C intrinsics: Use function attributes on GCC and Clang #86

k0001 · 2020-05-16T14:47:55Z

By enabling intrinsics per function, we make it easy for bindings to
compile all off blake3_avx2.c, blake3_avx512.c and blake3_sse41.c
without having to give to the C compiler different flags for each file,
a task that is often very hard to accomplish depending on the language's
packaging tools.

Related documentation:

https://gcc.gnu.org/onlinedocs/gcc/x86-Function-Attributes.html#x86-Function-Attributes

https://clang.llvm.org/docs/AttributeReference.html#id300

I am making use of these changes in the Haskell bindings k0001/hs-blake3@d828472

By enabling intrinsics per function, we make it easy for bindings to compile all off `blake3_avx2.c`, `blake3_avx512.c` and `blake3_sse41.c` without having to give to the C compiler different flags for each file, a task that is often very hard to accomplish depending on the language's packaging tools. Related documentation: https://gcc.gnu.org/onlinedocs/gcc/x86-Function-Attributes.html#x86-Function-Attributes https://clang.llvm.org/docs/AttributeReference.html#id300

oconnor663 · 2020-05-16T18:55:56Z

Could you say more about where these attributes are supported? Are they documented anywhere? These C files are designed to work on "reasonably modern" versions of GCC, Clang, and MSVC, and hopefully we can preserve that.

I'm curious about TARGET_AVX512 in particular. What features does that enable? AVX-512 is divided into a bunch of different features, and no CPU supports all of them.

k0001 · 2020-05-16T19:26:51Z

Could you say more about where these attributes are supported? Are they documented anywhere? These C files are designed to work on "reasonably modern" versions of GCC, Clang, and MSVC, and hopefully we can preserve that.

I linked to the documentation in the pull-request description. It's supported by both GCC and Clang. I'm not sure yet since when they support this, I'll try to find an answer to that. Here is another project using this same technique back in 2015: https://github.com/haskell-crypto/cryptonite/pull/316/files

I couldn't find anything similar for MSVC, which is why in the README file I kept the recommendation to pass in the compiler flag when using MSVC.

I'm curious about TARGET_AVX512 in particular. What features does that enable? AVX-512 is divided into a bunch of different features, and no CPU supports all of them.

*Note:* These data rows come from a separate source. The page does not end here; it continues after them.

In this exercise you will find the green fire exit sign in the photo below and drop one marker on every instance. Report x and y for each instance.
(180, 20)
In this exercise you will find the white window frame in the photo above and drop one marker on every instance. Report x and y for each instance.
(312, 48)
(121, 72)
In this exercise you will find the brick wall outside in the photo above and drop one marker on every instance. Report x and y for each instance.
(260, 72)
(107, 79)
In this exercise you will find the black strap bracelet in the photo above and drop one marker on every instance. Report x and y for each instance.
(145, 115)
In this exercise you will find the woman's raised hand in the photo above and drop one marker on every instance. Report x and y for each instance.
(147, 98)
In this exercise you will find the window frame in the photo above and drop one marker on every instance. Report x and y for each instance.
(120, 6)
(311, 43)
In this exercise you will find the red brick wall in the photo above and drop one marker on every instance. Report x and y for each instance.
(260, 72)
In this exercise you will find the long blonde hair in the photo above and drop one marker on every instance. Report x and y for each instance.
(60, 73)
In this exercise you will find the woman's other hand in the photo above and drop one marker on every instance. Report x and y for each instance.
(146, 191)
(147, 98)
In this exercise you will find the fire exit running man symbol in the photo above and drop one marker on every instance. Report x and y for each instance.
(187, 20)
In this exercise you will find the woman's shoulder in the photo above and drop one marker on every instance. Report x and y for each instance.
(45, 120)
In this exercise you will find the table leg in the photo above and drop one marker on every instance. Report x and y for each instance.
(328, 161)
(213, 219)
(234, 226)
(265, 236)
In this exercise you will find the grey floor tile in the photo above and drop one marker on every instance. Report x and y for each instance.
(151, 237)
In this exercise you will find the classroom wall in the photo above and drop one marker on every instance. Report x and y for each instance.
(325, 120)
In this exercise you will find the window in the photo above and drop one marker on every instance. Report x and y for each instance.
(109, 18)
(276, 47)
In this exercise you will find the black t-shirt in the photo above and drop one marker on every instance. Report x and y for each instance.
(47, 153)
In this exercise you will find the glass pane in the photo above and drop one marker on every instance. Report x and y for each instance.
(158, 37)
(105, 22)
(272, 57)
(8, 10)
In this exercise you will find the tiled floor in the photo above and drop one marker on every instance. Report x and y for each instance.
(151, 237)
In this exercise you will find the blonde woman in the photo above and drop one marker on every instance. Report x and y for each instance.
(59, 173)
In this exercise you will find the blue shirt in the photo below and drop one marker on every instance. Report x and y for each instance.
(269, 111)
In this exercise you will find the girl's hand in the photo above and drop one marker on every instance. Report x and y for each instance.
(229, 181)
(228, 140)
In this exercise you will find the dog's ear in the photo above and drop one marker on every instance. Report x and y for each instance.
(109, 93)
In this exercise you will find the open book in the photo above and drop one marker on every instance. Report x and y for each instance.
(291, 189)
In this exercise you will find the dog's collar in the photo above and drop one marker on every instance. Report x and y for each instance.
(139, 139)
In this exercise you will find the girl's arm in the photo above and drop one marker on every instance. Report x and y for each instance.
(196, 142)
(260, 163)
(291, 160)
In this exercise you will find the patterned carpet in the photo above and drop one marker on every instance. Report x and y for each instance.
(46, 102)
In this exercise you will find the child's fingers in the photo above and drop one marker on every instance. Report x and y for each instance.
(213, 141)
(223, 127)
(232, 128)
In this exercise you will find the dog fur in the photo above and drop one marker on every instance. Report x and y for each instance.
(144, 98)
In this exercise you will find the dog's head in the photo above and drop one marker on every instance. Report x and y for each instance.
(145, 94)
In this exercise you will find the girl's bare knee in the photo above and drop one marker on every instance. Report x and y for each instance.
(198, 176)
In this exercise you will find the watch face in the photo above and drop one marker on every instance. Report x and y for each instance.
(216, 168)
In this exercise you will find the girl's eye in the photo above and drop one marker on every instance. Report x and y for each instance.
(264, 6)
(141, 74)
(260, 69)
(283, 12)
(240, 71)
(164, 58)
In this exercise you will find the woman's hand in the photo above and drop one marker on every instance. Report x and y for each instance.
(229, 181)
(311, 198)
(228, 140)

Note that all of TARGET_AVX2, TARGET_AVX512 and TARGET_SSE41 are new definitions that I added to blake3_impl.h. These names don't mean anything other than what we want them to mean. I'm defining them as follows:

// On GCC and Clang we can enable intrinsics per function, rather than
// requiring their respective -mavx2, -mavx512vl, etc. compiler flags.
#if defined(__GNUC__) || defined(__clang__)
#  define TARGET_AVX2 __attribute__((target("avx2")))
#  define TARGET_AVX512 __attribute__((target("avx512vl,avx512f")))
#  define TARGET_SSE41 __attribute__((target("sse4.1")))
#else
#  define TARGET_AVX2    // On MSVC, use the compiler flag /arch:AVX2
#  define TARGET_AVX512  // On MSVC, use the compiler flag /argc:AVX512
#  define TARGET_SSE41   // On MSVC, this is always enabled.
#endif

The BLAKE_NO_xxx flags still work as expected.

sneves · 2020-05-16T19:27:43Z

As far as I could tell, these are supported in all reasonable versions of gcc and clang.

Perhaps a bit less noisy version would be something like

#include <immintrin.h>

#if defined(__clang__)
#pragma clang attribute push (__attribute__((target("avx2"))), apply_to=function)
#elif defined(__GNUC__)
#pragma GCC target("avx2")
#endif

... code here ...

#if defined(__clang__)
#pragma clang attribute pop
#endif

But this loses support for Clang <= 4.x. More specifically, versions 3.8.x, 3.9.x. and 4.x. Not sure if this is an important case to care about.

oconnor663 · 2020-05-16T20:34:31Z

I linked to the documentation in the pull-request description.

I'm sorry, you sure did, my bad.

Note that all of TARGET_AVX2, TARGET_AVX512 and TARGET_SSE41 are new definitions that I added to blake3_impl.h.

I really should've read all this more carefully. I'll do that now.

oconnor663 · 2020-05-19T21:33:59Z

(Apologies for not being responsive this week. I'm ramping up at a new job. I will probably need to get to this PR over the weekend.)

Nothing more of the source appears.